# Do any online vendors (Cafepress, Zazzle etc) offer custom labels?



## Artie Lange (Jan 7, 2007)

They don't have to offer online selling (like Cafepress) but I am looking for one company that can do it all (custom labels, direct printing, low minimums, etc).


----------



## punkapalooza (Oct 18, 2006)

try printmojo.com


----------



## TahoeTomahawk (Apr 12, 2006)

I'm curious how you'd go about re-sewing a new label into a shirt. Does anyone know of any example or tutorials posted out there?

I'm currently doing a job for a customer where we are removing the tag and then DTG printing tag info into the inside of the shirt, but if we were required to replace the tag I would not have any idea of where to start!.


----------



## Rodney (Nov 3, 2004)

> I'm curious how you'd go about re-sewing a new label into a shirt. Does anyone know of any example or tutorials posted out there?


If you don't get any answers here, you might want to start a new topic in the embroidery or screen printing section so it gets more exposure in its own thread


----------



## Artie Lange (Jan 7, 2007)

Brutal Tees said:


> try printmojo.com


Their minimum is 2000, too high for what im doing.
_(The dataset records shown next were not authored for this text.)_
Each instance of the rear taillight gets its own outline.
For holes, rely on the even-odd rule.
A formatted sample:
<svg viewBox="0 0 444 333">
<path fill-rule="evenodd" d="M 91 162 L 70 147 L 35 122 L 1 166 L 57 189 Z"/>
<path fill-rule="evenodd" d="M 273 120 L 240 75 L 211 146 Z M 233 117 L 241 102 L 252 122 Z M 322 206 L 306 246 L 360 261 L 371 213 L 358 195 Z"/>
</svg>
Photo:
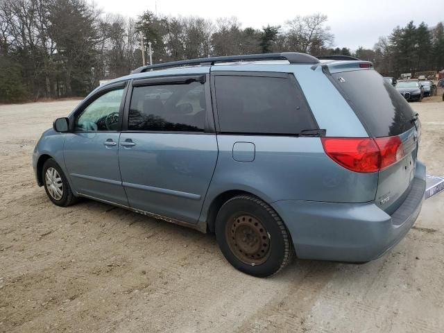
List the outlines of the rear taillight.
<svg viewBox="0 0 444 333">
<path fill-rule="evenodd" d="M 377 172 L 403 157 L 402 143 L 398 137 L 321 139 L 325 153 L 332 160 L 355 172 Z"/>
<path fill-rule="evenodd" d="M 381 152 L 381 170 L 396 163 L 404 157 L 404 147 L 399 137 L 377 137 L 375 142 Z"/>
</svg>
Any others with a smaller minimum, or suppliers that can remove tags and print inside the shirt?


----------



## Rodney (Nov 3, 2004)

> Their minimum is 2000, too high for what im doing.
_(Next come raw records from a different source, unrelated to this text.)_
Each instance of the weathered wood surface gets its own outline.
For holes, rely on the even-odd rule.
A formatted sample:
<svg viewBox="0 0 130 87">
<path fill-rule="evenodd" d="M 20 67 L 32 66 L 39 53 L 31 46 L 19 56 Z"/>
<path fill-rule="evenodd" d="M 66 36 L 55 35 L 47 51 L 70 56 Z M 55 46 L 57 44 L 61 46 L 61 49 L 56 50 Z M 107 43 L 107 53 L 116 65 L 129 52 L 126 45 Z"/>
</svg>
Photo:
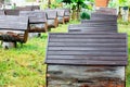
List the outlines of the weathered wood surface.
<svg viewBox="0 0 130 87">
<path fill-rule="evenodd" d="M 112 8 L 100 8 L 96 10 L 98 13 L 117 15 L 117 10 Z"/>
<path fill-rule="evenodd" d="M 5 15 L 3 10 L 0 10 L 0 15 Z"/>
<path fill-rule="evenodd" d="M 30 33 L 43 33 L 48 29 L 47 15 L 43 11 L 21 11 L 20 15 L 29 17 Z"/>
<path fill-rule="evenodd" d="M 126 65 L 126 34 L 113 33 L 50 34 L 46 63 Z"/>
<path fill-rule="evenodd" d="M 47 20 L 48 20 L 48 26 L 49 27 L 57 27 L 58 21 L 57 21 L 57 12 L 56 10 L 46 10 L 47 13 Z"/>
<path fill-rule="evenodd" d="M 28 29 L 26 16 L 0 16 L 0 40 L 26 42 Z"/>
<path fill-rule="evenodd" d="M 48 65 L 47 87 L 125 87 L 125 66 Z"/>
<path fill-rule="evenodd" d="M 91 13 L 91 20 L 107 20 L 107 21 L 117 21 L 117 15 L 107 15 L 101 13 Z"/>
<path fill-rule="evenodd" d="M 107 25 L 117 25 L 117 20 L 107 21 L 106 18 L 103 20 L 81 20 L 81 23 L 91 23 L 91 24 L 107 24 Z"/>
<path fill-rule="evenodd" d="M 70 20 L 70 9 L 63 9 L 63 10 L 65 10 L 65 15 L 64 15 L 65 22 L 69 22 L 69 20 Z"/>
<path fill-rule="evenodd" d="M 62 10 L 62 9 L 56 9 L 56 12 L 57 12 L 57 21 L 58 23 L 62 23 L 64 24 L 65 23 L 65 10 Z"/>
<path fill-rule="evenodd" d="M 4 10 L 5 15 L 20 15 L 20 10 Z"/>
<path fill-rule="evenodd" d="M 26 16 L 0 16 L 0 29 L 3 30 L 26 30 L 28 17 Z"/>
<path fill-rule="evenodd" d="M 32 8 L 31 7 L 16 7 L 16 10 L 20 10 L 20 11 L 32 11 Z"/>
<path fill-rule="evenodd" d="M 43 11 L 21 11 L 20 15 L 28 16 L 29 23 L 38 24 L 38 23 L 46 23 L 47 16 L 46 12 Z"/>
<path fill-rule="evenodd" d="M 83 33 L 91 33 L 91 32 L 102 32 L 102 33 L 117 33 L 117 25 L 116 24 L 103 24 L 103 23 L 83 23 L 77 25 L 69 25 L 68 32 L 83 32 Z"/>
</svg>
PrintMojo doesn't have a 2000 piece minimum for relabeling. Feel free to drop me a PM if you need more information.


----------



## MsMoneyPenny (Mar 26, 2008)

TahoeTomahawk said:


> I'm curious how you'd go about re-sewing a new label into a shirt. Does anyone know of any example or tutorials posted out there?
> 
> I'm currently doing a job for a customer where we are removing the tag and then DTG printing tag info into the inside of the shirt, but if we were required to replace the tag I would not have any idea of where to start!.


We have used namemaker.com for labels. They make iron on labels. 

We have also had cute gross grain personalized ribbon made with them. The gross grain dot ribbon with our name is quite attractive . We then apply 3M heat backed tape to the back and apply it to our products with heat. I have asked them to preapply the 3M tape but they will not for the gross-grain ribbon. We primarily make pillows so I have not tested it with repeated washing.


----------